Mastercard Will Support Government Backed Cryptocurrencies but Not Junk
Mastercard has announced that it is receptive to using nationally backed central bank issued digital currency in the future while holding on to its stance that all others are “junk”, The Financial Times reported.
Mastercard Will Deal With National Digital Currency
In an interview with the FT Ari Sarkar, Mastercard co-president for the Asia-Pacific region, spoke about the future of Mastercard concerning its relationship with cryptocurrency.
He said that the credit giant is willing to deal with cryptocurrency that is government backed. “If governments look to create national digital currency we’d be very happy to look at those in a more favorable way [compared with existing cryptocurrencies],”

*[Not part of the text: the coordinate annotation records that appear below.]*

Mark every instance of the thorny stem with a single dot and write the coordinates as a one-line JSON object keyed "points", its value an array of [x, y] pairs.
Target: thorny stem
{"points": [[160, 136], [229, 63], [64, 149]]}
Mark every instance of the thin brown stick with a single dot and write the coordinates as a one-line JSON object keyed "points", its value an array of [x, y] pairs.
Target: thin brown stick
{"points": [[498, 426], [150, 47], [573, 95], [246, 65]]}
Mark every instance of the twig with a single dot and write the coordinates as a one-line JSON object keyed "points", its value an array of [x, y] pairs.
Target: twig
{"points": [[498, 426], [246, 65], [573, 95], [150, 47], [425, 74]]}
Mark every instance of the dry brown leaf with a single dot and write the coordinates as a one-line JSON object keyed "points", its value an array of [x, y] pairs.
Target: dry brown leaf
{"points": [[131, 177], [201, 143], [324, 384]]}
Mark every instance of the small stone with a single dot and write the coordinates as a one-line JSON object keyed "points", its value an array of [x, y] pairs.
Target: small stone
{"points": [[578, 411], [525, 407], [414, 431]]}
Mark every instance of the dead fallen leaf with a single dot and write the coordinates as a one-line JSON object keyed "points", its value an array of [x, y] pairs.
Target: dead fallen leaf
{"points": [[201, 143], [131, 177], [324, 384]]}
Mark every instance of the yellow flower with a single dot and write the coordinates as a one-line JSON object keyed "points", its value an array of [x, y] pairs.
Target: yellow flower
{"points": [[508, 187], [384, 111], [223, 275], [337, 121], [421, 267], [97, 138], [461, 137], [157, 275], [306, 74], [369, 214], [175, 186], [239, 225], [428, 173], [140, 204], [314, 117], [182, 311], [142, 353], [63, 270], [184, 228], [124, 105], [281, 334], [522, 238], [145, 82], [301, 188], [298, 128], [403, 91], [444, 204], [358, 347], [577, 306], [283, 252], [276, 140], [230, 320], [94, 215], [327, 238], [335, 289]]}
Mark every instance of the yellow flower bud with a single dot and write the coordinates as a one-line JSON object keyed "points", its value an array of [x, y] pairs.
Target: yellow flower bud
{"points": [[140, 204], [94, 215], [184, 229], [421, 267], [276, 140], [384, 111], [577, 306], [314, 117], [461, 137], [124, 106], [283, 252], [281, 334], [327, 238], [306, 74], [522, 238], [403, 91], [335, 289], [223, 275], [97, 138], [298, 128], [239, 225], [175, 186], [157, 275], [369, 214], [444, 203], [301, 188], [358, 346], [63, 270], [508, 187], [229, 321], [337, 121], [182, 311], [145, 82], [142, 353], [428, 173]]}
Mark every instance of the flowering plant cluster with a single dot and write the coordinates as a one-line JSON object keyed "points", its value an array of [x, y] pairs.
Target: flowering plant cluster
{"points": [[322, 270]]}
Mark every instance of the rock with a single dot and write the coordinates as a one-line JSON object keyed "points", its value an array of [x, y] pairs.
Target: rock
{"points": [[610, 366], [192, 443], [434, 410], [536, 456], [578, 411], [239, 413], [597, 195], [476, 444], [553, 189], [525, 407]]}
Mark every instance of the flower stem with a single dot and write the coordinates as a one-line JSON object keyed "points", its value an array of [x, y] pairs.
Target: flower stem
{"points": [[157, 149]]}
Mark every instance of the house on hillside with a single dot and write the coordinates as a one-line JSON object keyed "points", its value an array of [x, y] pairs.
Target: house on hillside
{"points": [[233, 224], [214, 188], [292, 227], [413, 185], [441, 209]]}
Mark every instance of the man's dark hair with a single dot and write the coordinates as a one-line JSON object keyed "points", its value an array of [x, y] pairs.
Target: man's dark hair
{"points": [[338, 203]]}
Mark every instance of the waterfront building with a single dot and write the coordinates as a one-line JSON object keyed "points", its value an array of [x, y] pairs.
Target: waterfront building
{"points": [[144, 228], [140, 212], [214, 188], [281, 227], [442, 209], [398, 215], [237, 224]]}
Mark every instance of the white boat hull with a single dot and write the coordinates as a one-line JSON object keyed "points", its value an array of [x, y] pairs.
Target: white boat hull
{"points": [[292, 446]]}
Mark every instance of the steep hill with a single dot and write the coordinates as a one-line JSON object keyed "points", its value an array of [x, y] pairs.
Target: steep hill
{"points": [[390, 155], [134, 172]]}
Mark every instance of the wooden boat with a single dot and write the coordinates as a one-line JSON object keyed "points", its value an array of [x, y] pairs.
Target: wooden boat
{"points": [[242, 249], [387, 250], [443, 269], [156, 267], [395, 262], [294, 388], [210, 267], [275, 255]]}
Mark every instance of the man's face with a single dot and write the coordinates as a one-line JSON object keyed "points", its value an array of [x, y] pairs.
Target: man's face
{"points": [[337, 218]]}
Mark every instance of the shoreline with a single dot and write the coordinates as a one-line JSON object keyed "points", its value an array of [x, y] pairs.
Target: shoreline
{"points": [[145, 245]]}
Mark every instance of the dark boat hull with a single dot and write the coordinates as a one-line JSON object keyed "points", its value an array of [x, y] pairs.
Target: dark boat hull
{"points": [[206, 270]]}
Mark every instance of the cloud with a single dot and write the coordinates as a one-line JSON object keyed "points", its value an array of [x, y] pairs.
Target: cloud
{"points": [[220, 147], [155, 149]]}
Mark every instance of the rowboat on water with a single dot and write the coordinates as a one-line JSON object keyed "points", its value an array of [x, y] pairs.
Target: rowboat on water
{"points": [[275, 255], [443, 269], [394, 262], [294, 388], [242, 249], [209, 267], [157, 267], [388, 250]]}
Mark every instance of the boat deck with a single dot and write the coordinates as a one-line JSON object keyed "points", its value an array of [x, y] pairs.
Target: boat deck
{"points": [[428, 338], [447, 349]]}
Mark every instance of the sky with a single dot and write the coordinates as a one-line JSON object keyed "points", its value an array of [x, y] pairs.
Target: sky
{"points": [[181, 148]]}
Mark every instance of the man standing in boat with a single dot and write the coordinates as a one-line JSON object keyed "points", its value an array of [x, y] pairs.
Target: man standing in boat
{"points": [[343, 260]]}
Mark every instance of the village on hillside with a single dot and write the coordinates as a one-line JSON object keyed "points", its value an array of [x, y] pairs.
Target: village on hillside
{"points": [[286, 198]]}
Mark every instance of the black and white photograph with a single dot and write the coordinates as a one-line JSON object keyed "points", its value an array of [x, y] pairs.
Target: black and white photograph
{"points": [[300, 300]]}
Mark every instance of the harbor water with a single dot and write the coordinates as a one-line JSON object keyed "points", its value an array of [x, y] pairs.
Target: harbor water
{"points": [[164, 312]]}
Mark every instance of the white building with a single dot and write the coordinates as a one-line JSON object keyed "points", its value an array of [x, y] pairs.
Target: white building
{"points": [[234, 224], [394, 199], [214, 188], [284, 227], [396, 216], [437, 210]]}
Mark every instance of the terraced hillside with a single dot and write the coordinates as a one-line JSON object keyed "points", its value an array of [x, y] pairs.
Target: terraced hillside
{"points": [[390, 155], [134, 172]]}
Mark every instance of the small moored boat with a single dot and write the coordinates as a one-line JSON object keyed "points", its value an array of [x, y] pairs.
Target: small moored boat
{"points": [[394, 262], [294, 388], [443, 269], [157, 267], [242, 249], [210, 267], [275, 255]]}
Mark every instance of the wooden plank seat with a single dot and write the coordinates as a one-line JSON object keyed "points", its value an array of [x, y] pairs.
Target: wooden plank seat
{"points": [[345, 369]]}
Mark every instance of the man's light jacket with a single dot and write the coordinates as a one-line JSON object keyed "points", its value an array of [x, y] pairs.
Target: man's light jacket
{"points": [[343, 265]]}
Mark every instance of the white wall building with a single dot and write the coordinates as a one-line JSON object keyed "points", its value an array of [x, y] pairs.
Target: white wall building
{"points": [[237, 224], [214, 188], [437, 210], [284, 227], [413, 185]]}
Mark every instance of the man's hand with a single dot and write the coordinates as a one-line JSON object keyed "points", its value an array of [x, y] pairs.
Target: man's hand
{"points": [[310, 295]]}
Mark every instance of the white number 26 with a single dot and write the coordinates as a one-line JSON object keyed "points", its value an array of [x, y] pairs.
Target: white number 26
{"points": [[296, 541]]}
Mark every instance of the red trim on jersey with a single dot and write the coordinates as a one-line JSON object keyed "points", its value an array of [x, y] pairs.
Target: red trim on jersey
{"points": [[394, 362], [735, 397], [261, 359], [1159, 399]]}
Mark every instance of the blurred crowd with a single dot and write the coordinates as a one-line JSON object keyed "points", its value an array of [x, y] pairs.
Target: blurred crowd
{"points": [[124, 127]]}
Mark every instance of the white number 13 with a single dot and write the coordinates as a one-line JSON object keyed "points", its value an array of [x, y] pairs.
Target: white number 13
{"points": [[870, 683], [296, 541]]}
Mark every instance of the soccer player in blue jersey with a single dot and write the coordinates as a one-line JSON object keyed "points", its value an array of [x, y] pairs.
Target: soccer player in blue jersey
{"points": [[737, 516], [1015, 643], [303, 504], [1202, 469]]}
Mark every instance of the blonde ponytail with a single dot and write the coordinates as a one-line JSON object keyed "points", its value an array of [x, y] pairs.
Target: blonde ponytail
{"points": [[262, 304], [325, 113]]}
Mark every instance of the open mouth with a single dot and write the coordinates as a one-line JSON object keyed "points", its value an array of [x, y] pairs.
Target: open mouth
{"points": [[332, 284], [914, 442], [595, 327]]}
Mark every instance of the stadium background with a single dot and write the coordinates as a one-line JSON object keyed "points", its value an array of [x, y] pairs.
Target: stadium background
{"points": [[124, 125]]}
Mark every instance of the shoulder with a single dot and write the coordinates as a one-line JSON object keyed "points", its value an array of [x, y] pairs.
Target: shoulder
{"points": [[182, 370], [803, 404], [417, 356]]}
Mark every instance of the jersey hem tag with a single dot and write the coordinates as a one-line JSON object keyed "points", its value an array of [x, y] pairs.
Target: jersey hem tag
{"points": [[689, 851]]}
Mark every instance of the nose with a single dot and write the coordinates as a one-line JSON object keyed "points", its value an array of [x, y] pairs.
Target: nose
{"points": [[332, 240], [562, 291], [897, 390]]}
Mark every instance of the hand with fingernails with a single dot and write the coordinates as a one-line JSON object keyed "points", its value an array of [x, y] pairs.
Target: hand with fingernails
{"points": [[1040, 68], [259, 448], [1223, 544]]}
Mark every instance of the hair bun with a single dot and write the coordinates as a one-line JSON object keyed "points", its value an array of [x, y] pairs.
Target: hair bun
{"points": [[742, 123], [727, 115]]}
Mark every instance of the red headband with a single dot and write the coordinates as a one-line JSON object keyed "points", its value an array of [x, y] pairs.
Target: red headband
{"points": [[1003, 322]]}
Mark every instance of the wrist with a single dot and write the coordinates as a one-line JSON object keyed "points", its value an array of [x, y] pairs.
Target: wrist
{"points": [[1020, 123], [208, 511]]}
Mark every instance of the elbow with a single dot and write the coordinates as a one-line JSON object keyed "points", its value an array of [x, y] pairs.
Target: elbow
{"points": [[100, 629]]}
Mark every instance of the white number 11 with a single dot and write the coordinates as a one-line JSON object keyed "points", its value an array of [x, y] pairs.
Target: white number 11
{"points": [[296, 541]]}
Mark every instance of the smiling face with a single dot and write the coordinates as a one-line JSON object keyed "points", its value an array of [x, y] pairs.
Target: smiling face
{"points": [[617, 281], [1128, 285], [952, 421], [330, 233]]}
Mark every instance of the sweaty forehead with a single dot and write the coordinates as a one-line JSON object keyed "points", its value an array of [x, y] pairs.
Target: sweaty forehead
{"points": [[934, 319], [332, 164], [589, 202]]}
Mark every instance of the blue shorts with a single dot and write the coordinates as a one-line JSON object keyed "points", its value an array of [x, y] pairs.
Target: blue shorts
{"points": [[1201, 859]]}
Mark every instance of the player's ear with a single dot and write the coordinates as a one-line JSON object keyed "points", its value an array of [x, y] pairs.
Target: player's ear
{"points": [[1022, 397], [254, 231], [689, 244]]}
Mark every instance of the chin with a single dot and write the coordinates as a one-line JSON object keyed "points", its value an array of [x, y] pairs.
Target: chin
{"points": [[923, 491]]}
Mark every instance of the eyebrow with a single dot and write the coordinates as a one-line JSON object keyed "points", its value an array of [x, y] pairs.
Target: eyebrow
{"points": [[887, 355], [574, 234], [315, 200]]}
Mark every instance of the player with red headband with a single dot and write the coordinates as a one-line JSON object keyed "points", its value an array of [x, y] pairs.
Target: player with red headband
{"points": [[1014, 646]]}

While there is a long list of governments exploring a central bank backed cryptocurrency which includes England, Canada, China, Russia, India, Dubai, and Estonia, only Venezuela has actually launched one, and that to major international criticism.
This is not a change in stance from October 2017 when Mastercard CEO Ajay Banga referred to cryptocurrency as “junk” in a conversation with the Financial Times as he also said that if there were government-backed digital currency Mastercard would be involved. Saying at the time.
“If the government creates digital currency, we will find a way to be in the game. We will provide rails for moving currency from customer to merchant. The government mandated digital currencies are interesting. Non-government mandated currency is junk.”
Sarkar also talked about a pilot program in Japan and Singapore that would allow Bitcoin traders to cash out directly onto their MasterCard. Adding that “The pilot] is a toe in the water, we’re fully cognizant of the reputational risk.”
5% Fee With Interest
Earlier last month Visa and Mastercard created a backlash of criticism when it relabeled cryptocurrency transactions from “purchases” to “cash advances”. This meant that traders using their cards were being charged an additional five percent from the credit company on top of any fees charged by the exchange.
On top of the percentage added on as cash advance traders would also be charged interest from the moment of the purchase. In some reported cases the interest would be over 20%. Still, Mastercard has not been ignoring the developing technologies completely as Sarkar mentioned Mastercard Labs, the credit company’s research arm, has filed for more than 30 patents related to blockchain technology and cryptocurrency.
Recently banks including Lloyds of London, Virgin Money in Australia, and Citigroup in the US, have banned customers from using credit cards for cryptocurrency purchases.